Suara tepuk tangan yang nyaring memecah ketegangan di aula utama. Meskipun kemenangan tampak sudah diraih Xiao Jun, namun belum bisa sepenuhnya senang sebelum Chen Kho pun berhasil ditakhlukkan. Xiao Jun dan Lau mempersiapkan diri lagi jika suara tepuk tangan dan suara derap langkah sepatu itu menandakan kedatangan Chen Kho. Sepasang kaki terlihat melangkah masuk dalam aula utama.
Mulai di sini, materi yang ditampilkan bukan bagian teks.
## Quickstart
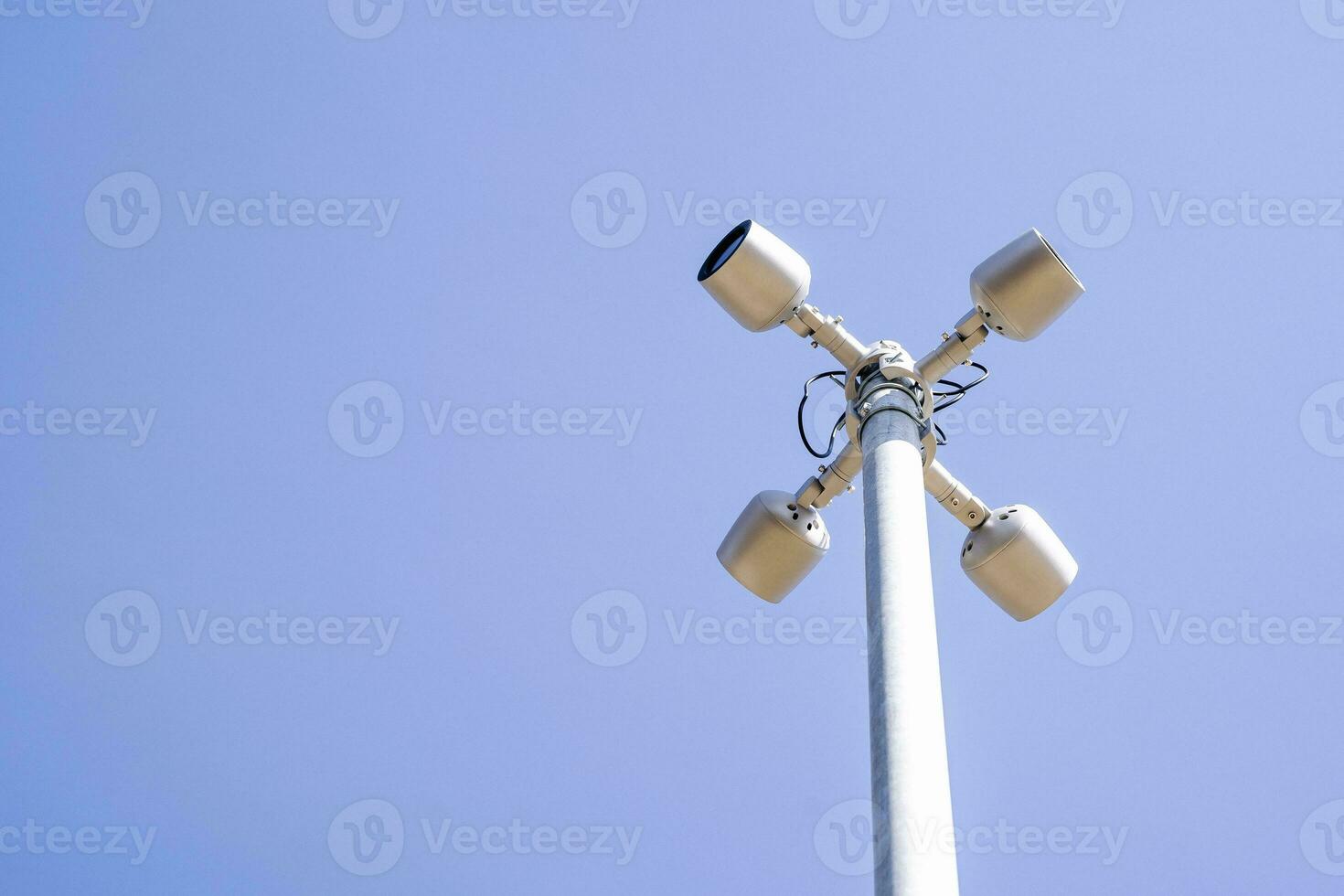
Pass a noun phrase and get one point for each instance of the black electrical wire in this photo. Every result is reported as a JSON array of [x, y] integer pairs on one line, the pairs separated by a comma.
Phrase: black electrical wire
[[835, 430], [955, 394]]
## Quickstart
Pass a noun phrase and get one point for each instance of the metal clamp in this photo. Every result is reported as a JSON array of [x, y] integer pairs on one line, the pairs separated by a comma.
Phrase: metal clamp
[[887, 366]]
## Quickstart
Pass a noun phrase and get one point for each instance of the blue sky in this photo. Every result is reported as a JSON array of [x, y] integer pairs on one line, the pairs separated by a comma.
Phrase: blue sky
[[368, 441]]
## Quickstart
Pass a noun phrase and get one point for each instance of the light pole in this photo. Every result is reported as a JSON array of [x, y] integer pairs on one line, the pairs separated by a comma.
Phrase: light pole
[[1011, 554]]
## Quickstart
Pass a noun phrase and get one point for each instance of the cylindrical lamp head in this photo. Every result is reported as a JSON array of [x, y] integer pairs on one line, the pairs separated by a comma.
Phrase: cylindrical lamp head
[[1023, 288], [755, 277], [774, 544], [1019, 561]]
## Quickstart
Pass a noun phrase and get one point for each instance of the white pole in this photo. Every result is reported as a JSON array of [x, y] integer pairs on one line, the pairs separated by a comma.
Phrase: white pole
[[912, 795]]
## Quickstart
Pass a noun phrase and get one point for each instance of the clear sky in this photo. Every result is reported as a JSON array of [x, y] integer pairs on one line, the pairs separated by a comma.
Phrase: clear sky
[[368, 441]]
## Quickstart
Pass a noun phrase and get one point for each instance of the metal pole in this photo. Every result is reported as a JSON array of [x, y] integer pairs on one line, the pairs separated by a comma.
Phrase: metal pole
[[912, 795]]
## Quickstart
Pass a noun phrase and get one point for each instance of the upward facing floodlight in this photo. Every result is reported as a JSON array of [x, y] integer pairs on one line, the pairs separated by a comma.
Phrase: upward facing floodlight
[[1011, 554], [755, 277]]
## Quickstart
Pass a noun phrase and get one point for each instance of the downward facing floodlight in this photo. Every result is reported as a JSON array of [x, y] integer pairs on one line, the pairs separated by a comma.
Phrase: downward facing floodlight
[[1023, 288], [1019, 561], [774, 544], [755, 277]]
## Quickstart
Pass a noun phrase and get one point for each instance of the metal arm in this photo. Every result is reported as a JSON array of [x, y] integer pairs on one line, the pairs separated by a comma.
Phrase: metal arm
[[955, 348], [829, 334], [835, 478], [955, 497]]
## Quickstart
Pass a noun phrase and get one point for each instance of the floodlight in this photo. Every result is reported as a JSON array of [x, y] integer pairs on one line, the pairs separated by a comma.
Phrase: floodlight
[[755, 277], [1023, 288], [774, 544], [1019, 561]]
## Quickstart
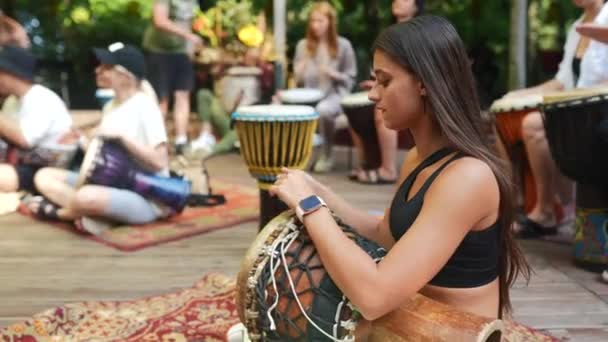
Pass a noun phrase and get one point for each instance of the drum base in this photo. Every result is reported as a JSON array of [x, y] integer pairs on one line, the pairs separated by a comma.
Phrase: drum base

Kehadirannya membuat Xiao Jun dan Lau tersentak kaget, semua sungguh di luar prediksi mereka.
“Bravo, adik ipar akhirnya kau berhasil mendapatkan penawarnya.” Seru Wen Ting yang masuk sembari tersenyum sumingrah disertai tepuk tangan dari dirinya.
Xiao Jun bergegas mendekati Wen Ting, ada banyak pertanyaan yang siap menginterogasi kakak iparnya itu. “Jadi penembak jitu orang suruhanmu kak? Bagaimana bisa kau datang tepat waktu?”
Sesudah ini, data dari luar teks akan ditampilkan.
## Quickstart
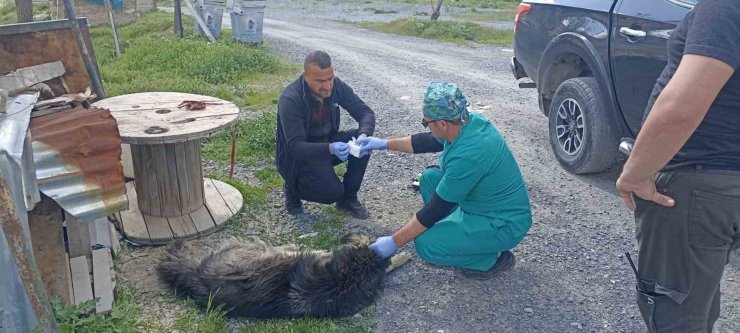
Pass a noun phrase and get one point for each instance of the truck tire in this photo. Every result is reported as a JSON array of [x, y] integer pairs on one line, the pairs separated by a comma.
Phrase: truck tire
[[582, 135]]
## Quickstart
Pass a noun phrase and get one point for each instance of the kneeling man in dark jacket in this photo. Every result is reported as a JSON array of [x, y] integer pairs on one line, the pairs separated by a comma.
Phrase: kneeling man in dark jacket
[[309, 143]]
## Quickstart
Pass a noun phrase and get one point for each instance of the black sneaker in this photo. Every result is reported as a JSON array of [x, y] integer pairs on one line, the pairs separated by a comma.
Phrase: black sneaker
[[293, 204], [353, 208], [505, 262]]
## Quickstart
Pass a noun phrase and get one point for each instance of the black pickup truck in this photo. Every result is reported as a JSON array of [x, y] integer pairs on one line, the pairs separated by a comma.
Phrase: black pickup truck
[[594, 64]]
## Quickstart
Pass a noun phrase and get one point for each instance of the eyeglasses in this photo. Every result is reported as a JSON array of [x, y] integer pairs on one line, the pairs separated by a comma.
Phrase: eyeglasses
[[426, 123]]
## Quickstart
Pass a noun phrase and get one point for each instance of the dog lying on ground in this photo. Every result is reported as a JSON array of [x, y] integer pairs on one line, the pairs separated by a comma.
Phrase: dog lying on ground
[[253, 279]]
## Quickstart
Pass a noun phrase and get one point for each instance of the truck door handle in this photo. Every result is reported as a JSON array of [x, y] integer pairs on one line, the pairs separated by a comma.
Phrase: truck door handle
[[632, 33]]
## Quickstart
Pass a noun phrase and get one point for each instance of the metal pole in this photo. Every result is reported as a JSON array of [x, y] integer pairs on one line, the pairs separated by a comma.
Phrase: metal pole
[[92, 72], [109, 7], [178, 18]]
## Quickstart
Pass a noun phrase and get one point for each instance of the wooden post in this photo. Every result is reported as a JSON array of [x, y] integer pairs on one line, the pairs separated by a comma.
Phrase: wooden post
[[200, 22], [45, 222], [109, 7], [169, 178], [78, 237], [178, 18], [435, 13], [23, 254]]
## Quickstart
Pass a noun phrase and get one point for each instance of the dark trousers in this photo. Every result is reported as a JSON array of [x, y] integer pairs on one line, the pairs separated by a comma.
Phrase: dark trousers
[[684, 249], [317, 181]]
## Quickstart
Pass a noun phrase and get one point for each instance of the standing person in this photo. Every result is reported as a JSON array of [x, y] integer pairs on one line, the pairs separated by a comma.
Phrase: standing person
[[476, 207], [683, 176], [309, 143]]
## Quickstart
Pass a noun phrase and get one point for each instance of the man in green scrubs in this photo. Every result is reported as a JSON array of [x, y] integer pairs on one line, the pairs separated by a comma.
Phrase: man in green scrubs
[[476, 207]]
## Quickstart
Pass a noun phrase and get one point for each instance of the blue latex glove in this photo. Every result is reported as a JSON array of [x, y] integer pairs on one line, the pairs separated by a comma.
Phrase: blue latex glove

Wen Ting tertawa puas melihat wajah penasaran Xiao Jun, “Hebat kan kakak iparmu ini, Jun. lebih hebat lagi ayah mertua yang menyusun strategi ini semua. Aku bangga punya ayah mertua yang luar biasa, bisa memprediksi masa depan bahkan perhitungannya tepat kali ini.” Ungkap Wen Ting dengann polosnya, sebagai orang awam yang tak peka dengan sihir, jelas ia merasa kagum dengan kelebihan Haris.
Xiao Jun mengernyitkan dahi, “Ayah yang mengatur semua ini?” Saking bingungnya Xiao Jun sampai bertanya ulang.
Wen Ting mengangguk, “Termasuk memberitahuku titik lemah di rumah besar ini sampai bisa kususupi. Kamu pasti tidak sadar sebagian anak buah si pengkhianat itu sudah kubereskan dan diganti anak buahku kan.” Gumam Wen Ting dengan bangganya.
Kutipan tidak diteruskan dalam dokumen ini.